On 6/20/20 6:21 PM, Rich Freeman wrote:
On Sat, Jun 20, 2020 at 7:06 PM Daniel Frey <djqf...@gmail.com> wrote:
You just pointed out the ambiguity.
Emerging a package solely by its name worked 99.9% of the time before
this change.
Now new users get the fun of "Gee, which one is the one I actually
want?" MythTV is a fairly clear one to figure out, but other packages
aren't.
Honestly, your word of "ambiguity" was somewhat ambiguous. I had no
idea what you were talking about in your original post. :)
I think this is actually a fair criticism. Not so much that it isn't
clear which one to install, but rather that this system does cause you
to have to use full cat/pkg atoms when previous pkg alone would have
worked. There have always been packages where this is necessary, but
this has made this more common.
Yes, I could've worded that better.
I would imagine that if someone asks to install something like mythtv or
asterisk there's a 0% chance that they want to install a package that
creates a user or group, they want the actual package itself.
I think that makes more sense.
I've been using gentoo since 2003/04? and I've only had to use the
cat/package expression maybe twice... and I believe those packages were
python or perl related.
It's more of a usability issue than anything.

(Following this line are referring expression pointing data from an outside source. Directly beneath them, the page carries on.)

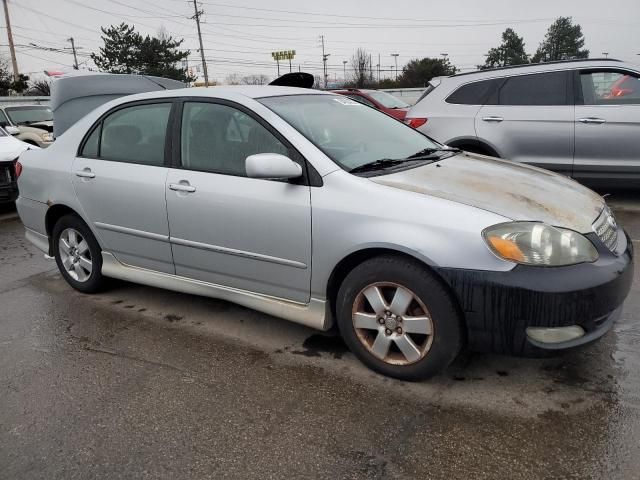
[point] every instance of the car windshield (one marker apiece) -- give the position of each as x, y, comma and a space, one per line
21, 115
387, 100
348, 132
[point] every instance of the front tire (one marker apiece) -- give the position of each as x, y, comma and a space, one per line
398, 319
77, 254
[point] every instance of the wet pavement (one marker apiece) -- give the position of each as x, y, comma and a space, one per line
139, 382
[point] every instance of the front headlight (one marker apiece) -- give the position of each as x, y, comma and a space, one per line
533, 243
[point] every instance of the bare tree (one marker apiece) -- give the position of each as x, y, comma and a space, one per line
360, 65
255, 80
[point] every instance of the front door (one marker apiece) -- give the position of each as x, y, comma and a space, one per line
119, 179
530, 120
607, 126
227, 229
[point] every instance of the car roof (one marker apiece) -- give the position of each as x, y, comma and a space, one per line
250, 91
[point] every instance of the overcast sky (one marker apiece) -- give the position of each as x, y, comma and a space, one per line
240, 36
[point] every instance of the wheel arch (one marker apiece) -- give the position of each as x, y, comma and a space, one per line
355, 258
54, 213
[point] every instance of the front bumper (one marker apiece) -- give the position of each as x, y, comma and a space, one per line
499, 306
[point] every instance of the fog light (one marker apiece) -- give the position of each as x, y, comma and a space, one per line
555, 335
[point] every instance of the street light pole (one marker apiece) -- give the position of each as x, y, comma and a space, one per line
395, 56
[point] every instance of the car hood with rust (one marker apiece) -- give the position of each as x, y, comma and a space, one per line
513, 190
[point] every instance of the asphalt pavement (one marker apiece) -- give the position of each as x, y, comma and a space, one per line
139, 382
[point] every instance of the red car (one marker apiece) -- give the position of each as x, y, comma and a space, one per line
381, 100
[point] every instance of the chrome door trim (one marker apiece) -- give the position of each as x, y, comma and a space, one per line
315, 314
132, 231
238, 253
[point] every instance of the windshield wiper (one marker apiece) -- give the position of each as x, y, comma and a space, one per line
377, 164
426, 152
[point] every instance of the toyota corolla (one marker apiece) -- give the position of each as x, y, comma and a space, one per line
318, 209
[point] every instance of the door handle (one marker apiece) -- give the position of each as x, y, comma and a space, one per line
492, 119
85, 173
182, 187
595, 120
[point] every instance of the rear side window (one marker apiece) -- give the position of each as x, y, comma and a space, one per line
535, 89
476, 93
608, 87
134, 134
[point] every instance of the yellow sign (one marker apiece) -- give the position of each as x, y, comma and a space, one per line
283, 55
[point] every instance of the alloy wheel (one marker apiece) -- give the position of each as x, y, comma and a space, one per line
392, 323
75, 255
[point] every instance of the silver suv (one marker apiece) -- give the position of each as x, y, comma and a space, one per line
578, 118
316, 208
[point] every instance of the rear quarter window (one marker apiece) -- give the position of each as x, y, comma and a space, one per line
476, 93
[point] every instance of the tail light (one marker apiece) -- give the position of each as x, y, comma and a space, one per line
415, 122
17, 167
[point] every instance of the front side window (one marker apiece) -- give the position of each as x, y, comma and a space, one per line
349, 133
217, 138
134, 134
29, 114
535, 89
608, 87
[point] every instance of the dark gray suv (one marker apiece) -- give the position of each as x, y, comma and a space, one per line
579, 118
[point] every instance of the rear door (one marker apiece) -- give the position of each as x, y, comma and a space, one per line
530, 119
607, 125
119, 178
227, 229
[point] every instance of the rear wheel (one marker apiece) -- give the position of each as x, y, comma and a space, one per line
398, 319
78, 255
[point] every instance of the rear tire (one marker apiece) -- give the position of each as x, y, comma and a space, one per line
398, 318
78, 254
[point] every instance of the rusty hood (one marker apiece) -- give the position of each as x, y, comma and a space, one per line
513, 190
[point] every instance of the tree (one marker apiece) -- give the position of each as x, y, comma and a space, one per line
126, 51
255, 80
40, 88
360, 65
510, 52
9, 86
418, 72
563, 41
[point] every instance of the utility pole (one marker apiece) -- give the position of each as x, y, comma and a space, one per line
14, 62
75, 57
324, 61
395, 56
204, 63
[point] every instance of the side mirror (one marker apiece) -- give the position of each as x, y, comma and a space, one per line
272, 165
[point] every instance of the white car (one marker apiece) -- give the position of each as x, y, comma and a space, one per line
10, 150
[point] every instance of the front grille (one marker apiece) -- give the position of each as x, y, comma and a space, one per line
606, 228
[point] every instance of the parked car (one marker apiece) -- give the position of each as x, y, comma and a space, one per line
10, 150
579, 118
34, 123
312, 207
383, 101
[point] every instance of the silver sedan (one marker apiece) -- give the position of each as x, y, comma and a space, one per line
315, 208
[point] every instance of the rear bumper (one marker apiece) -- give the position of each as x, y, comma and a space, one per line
9, 192
499, 306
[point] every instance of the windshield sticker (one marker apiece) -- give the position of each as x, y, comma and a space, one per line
347, 101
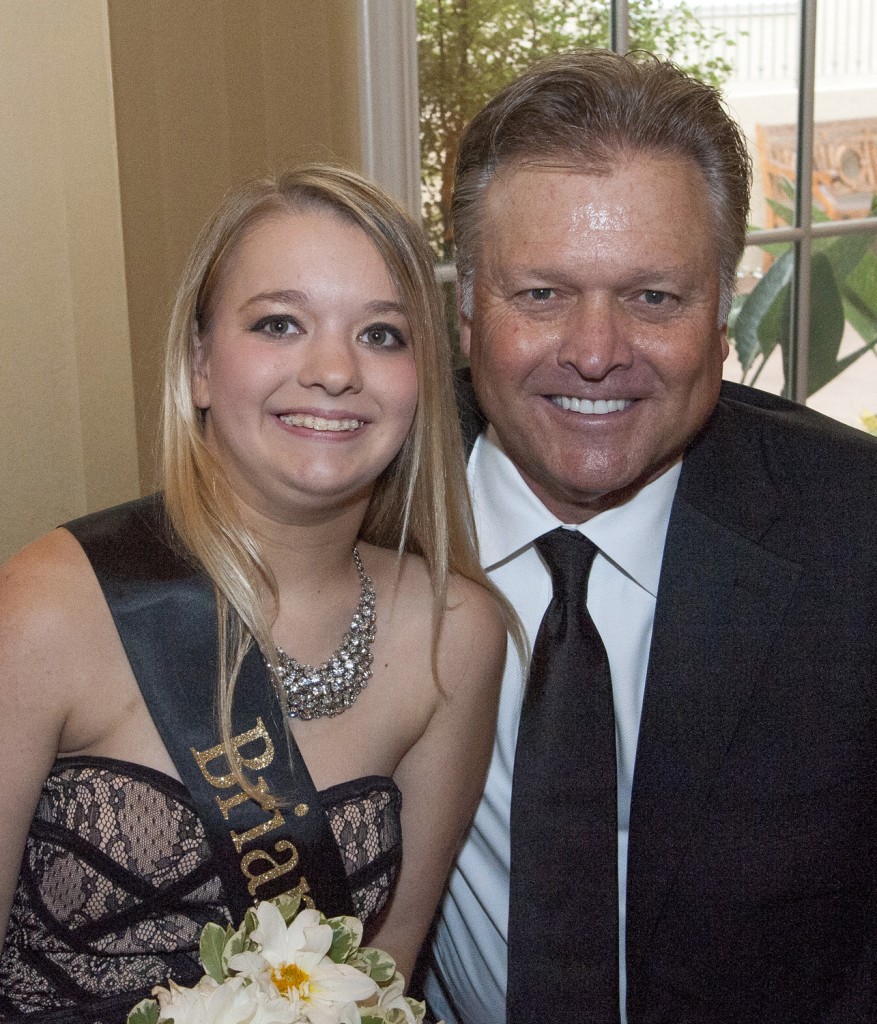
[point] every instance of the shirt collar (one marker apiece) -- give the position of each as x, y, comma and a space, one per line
509, 516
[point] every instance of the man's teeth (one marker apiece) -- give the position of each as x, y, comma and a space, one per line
591, 408
318, 423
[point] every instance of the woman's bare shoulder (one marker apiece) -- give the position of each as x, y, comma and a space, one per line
53, 621
45, 582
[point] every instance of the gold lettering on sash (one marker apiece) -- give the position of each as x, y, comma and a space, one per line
277, 867
274, 868
204, 758
268, 804
256, 830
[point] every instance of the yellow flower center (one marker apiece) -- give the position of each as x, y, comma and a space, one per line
289, 977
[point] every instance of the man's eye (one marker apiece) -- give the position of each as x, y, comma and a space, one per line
276, 326
383, 336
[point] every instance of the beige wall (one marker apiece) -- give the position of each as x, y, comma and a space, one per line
67, 397
124, 121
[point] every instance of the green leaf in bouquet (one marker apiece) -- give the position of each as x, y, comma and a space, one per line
236, 942
145, 1012
346, 936
210, 949
380, 967
288, 904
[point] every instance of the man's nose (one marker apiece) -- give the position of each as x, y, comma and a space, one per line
595, 338
330, 361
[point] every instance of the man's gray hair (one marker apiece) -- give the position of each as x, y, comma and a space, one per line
588, 110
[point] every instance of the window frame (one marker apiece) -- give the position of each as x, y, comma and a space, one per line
390, 126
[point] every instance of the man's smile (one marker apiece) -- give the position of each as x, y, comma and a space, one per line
598, 408
318, 422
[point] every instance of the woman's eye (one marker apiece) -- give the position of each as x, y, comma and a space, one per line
277, 326
383, 336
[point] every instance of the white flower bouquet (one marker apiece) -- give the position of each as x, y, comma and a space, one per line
286, 965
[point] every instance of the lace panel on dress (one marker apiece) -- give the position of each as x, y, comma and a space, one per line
117, 883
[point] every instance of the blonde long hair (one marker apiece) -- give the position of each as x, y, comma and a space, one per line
420, 502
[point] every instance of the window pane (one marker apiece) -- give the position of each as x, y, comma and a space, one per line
843, 328
759, 323
468, 49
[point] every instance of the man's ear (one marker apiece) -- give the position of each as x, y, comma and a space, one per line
465, 325
201, 374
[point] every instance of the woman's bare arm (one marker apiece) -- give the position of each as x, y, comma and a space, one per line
442, 776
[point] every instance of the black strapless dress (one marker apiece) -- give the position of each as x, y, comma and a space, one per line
117, 883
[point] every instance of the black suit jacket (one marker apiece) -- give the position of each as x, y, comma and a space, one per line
753, 839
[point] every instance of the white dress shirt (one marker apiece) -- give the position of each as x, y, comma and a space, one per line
471, 940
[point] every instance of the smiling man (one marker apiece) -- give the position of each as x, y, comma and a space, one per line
679, 824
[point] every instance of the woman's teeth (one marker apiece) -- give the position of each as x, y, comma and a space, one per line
318, 423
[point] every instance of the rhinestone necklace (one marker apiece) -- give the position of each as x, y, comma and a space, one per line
332, 688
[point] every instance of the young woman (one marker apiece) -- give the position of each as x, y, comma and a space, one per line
186, 725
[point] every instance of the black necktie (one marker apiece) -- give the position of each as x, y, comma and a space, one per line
562, 929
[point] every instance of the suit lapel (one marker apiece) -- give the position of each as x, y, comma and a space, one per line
718, 589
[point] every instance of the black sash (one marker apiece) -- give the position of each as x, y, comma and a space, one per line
165, 612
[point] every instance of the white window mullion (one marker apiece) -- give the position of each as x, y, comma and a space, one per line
389, 105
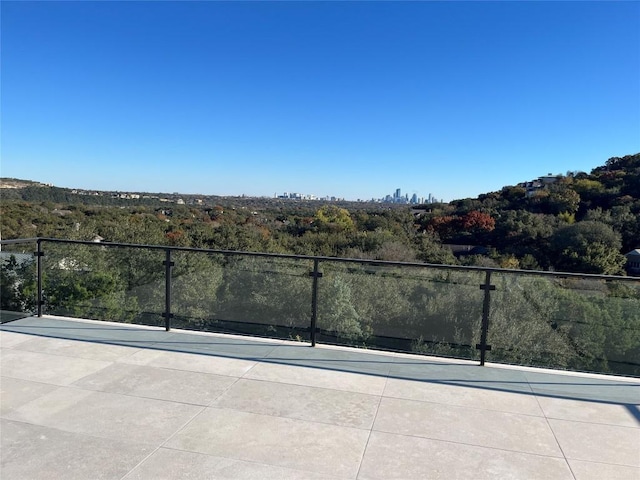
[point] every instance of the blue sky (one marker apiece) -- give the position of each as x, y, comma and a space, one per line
350, 99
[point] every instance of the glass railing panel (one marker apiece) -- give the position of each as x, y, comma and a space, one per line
414, 309
584, 324
18, 281
119, 284
243, 294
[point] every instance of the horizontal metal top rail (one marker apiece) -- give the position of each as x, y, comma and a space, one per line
372, 262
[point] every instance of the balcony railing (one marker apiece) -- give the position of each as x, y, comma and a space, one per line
557, 320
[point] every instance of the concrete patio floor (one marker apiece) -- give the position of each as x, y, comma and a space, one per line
98, 400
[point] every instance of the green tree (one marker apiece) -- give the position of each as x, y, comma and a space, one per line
587, 247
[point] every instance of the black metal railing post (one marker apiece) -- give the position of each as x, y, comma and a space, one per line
316, 274
168, 264
39, 254
487, 287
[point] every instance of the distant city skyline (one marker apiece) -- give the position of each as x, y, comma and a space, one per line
396, 197
347, 98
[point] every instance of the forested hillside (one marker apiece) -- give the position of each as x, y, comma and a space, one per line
578, 222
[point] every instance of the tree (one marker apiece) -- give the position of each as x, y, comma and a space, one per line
587, 247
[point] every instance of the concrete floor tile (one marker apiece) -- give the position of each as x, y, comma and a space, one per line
348, 409
106, 415
602, 471
598, 443
467, 425
168, 464
400, 457
15, 392
160, 383
192, 362
35, 452
59, 370
317, 377
591, 412
284, 442
478, 397
75, 348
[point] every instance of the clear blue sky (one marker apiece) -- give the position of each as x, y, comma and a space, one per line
351, 99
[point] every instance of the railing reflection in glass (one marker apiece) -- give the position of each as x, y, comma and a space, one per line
563, 321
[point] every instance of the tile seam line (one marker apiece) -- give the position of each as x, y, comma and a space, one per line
559, 457
555, 437
375, 417
176, 449
83, 434
467, 407
307, 386
316, 422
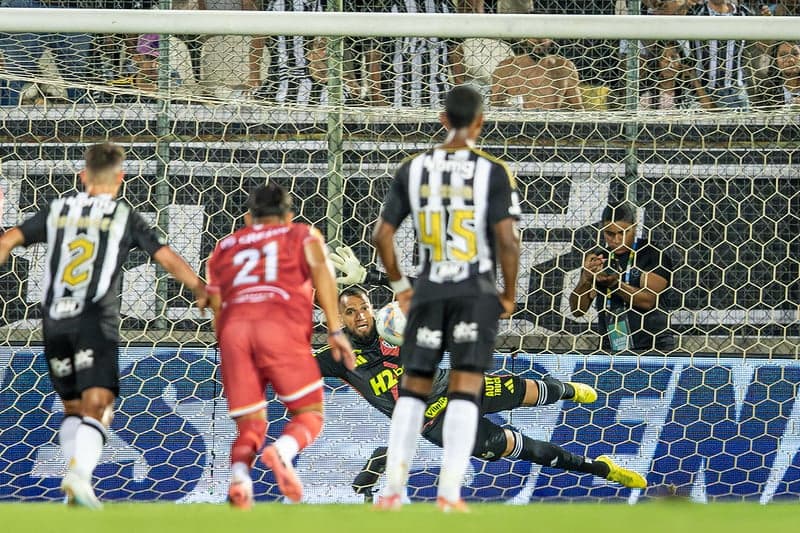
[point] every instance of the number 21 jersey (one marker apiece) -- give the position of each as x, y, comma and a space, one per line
263, 268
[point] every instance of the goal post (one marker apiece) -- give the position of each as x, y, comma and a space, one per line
585, 110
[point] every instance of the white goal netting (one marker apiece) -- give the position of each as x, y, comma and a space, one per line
700, 134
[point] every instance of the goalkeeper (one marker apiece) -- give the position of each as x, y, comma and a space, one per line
378, 369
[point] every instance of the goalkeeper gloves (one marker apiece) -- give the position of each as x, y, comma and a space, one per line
348, 264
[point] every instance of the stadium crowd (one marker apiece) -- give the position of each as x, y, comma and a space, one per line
530, 74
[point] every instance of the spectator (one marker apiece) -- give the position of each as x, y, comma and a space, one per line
256, 51
21, 52
528, 82
784, 75
670, 72
719, 63
628, 283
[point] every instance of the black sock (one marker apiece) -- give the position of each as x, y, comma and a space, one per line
569, 392
551, 390
552, 455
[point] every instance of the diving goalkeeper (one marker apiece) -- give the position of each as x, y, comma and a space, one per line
376, 378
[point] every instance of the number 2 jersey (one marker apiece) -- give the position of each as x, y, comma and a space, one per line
265, 265
454, 197
88, 240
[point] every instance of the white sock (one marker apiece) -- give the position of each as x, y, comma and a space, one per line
458, 438
240, 473
405, 429
89, 440
287, 448
66, 436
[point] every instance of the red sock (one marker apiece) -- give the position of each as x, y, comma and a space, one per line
304, 428
251, 436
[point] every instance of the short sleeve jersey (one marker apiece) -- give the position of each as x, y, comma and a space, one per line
265, 265
455, 197
88, 240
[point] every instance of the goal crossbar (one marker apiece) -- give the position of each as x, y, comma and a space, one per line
398, 24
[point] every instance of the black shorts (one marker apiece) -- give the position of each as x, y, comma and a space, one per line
80, 355
464, 326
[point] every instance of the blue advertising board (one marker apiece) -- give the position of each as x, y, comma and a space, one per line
708, 429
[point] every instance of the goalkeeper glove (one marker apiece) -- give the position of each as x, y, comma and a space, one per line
347, 263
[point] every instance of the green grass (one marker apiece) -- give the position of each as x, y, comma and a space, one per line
672, 517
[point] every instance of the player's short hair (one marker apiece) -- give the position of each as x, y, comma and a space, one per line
353, 290
619, 212
268, 200
103, 157
462, 106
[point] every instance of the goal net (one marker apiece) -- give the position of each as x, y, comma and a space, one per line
697, 131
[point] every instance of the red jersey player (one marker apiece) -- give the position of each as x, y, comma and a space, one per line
260, 287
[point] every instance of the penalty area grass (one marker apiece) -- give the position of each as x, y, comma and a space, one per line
651, 517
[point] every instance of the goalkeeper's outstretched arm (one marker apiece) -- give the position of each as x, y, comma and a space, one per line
352, 272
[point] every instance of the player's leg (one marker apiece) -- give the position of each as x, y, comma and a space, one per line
515, 445
470, 335
284, 357
244, 387
504, 392
58, 349
420, 354
97, 378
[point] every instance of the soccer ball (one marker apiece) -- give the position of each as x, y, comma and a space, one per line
390, 323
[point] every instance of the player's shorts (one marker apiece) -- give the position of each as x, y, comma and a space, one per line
502, 393
256, 353
464, 326
80, 354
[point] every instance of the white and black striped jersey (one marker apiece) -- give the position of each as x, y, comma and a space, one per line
88, 239
455, 198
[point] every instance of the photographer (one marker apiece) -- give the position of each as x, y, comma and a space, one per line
628, 282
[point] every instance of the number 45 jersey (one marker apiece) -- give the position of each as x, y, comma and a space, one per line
263, 269
454, 198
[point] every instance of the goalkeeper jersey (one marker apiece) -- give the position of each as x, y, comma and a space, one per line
377, 373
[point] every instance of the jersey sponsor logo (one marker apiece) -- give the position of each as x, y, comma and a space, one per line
463, 169
436, 407
65, 307
465, 332
101, 224
446, 191
429, 338
360, 359
449, 271
385, 380
492, 386
84, 359
61, 367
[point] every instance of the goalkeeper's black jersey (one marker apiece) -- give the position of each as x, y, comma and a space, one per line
377, 373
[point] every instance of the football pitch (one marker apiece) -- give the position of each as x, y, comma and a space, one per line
673, 517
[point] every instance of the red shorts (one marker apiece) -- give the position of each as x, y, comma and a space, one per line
259, 352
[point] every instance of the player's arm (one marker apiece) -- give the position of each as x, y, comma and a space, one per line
148, 240
503, 213
10, 240
327, 366
395, 209
325, 284
29, 232
584, 292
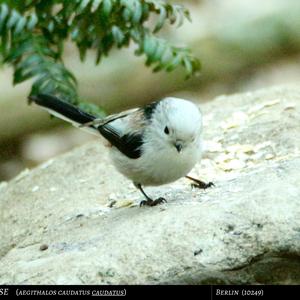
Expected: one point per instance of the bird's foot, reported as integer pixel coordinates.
(202, 185)
(150, 202)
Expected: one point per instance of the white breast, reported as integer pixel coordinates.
(157, 168)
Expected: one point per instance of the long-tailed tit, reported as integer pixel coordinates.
(153, 145)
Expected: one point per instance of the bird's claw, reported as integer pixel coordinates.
(150, 202)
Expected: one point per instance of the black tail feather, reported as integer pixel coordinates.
(62, 108)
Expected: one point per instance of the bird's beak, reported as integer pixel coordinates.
(178, 146)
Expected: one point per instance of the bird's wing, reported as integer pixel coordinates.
(124, 131)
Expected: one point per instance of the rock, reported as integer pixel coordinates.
(245, 230)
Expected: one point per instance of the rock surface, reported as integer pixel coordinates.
(75, 220)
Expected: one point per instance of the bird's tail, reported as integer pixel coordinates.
(65, 111)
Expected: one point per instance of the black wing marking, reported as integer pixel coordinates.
(129, 144)
(61, 107)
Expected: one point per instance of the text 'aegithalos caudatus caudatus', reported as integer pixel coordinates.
(153, 145)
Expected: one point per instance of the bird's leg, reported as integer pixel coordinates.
(149, 201)
(200, 184)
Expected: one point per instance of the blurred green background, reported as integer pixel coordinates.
(243, 45)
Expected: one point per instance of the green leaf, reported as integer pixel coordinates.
(107, 7)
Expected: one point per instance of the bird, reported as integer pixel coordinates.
(152, 145)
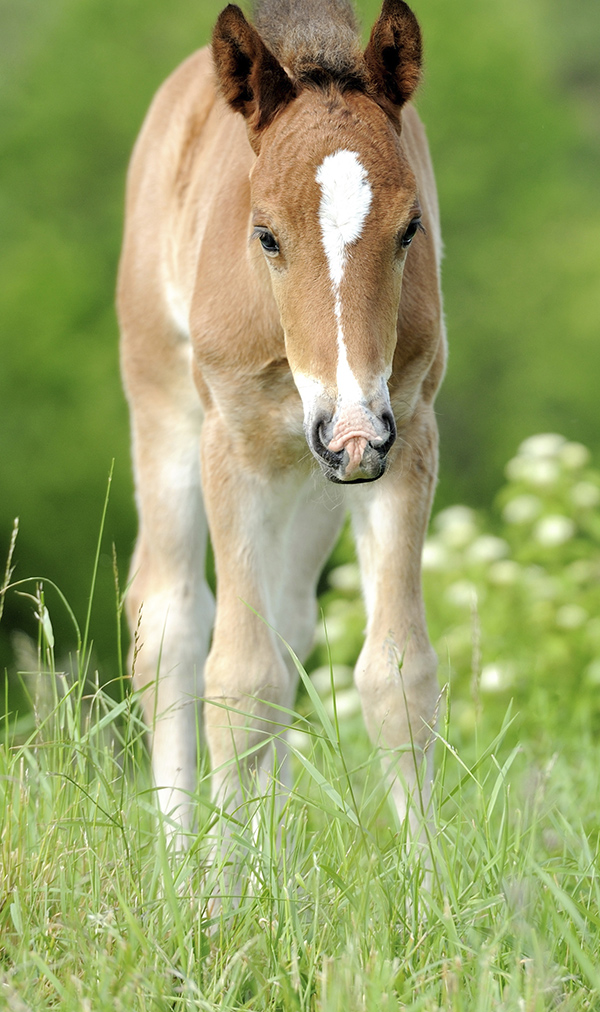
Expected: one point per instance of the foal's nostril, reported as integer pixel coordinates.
(384, 447)
(319, 440)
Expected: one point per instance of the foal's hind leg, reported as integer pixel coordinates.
(170, 607)
(396, 673)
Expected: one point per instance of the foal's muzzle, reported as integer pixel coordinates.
(337, 465)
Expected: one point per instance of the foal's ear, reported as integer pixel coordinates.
(394, 54)
(251, 79)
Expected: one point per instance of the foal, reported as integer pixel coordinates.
(282, 343)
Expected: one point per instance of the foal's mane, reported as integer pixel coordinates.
(317, 40)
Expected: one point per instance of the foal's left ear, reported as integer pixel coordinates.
(394, 54)
(251, 78)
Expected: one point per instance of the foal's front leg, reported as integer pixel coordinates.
(245, 672)
(396, 673)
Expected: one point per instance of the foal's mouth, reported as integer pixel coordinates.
(353, 458)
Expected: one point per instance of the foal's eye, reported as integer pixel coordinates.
(411, 232)
(267, 241)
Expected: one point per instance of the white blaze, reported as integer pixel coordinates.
(346, 197)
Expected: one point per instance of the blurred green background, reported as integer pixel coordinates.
(510, 100)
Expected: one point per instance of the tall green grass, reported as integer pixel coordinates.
(334, 909)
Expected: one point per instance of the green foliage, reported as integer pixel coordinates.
(513, 600)
(332, 911)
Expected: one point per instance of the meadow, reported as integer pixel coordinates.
(499, 909)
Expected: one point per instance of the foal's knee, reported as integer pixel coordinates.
(399, 691)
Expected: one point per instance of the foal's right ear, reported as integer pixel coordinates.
(394, 54)
(251, 79)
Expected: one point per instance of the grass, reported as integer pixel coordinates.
(334, 909)
(97, 915)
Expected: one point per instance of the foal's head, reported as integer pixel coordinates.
(335, 208)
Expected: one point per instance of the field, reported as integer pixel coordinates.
(335, 910)
(498, 910)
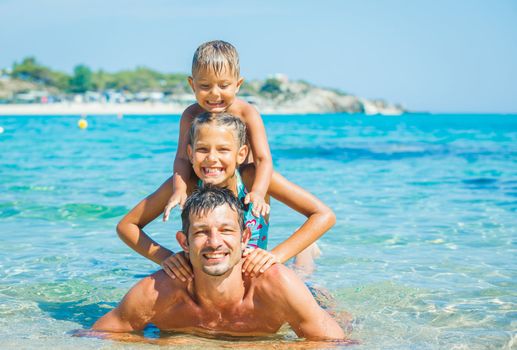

The way that it now deals with user and group creation is elegant,
especially if you have more than one package that needs a specific user
and/or group combination created. When I first saw portage spit out the
ambiguity for the request `emerge mythtv` the first thing I thought was
"Why would I need to merge a package to create a user? That's the
package manager's problem..." :o)
Maybe when I have a moment I'll file a bug.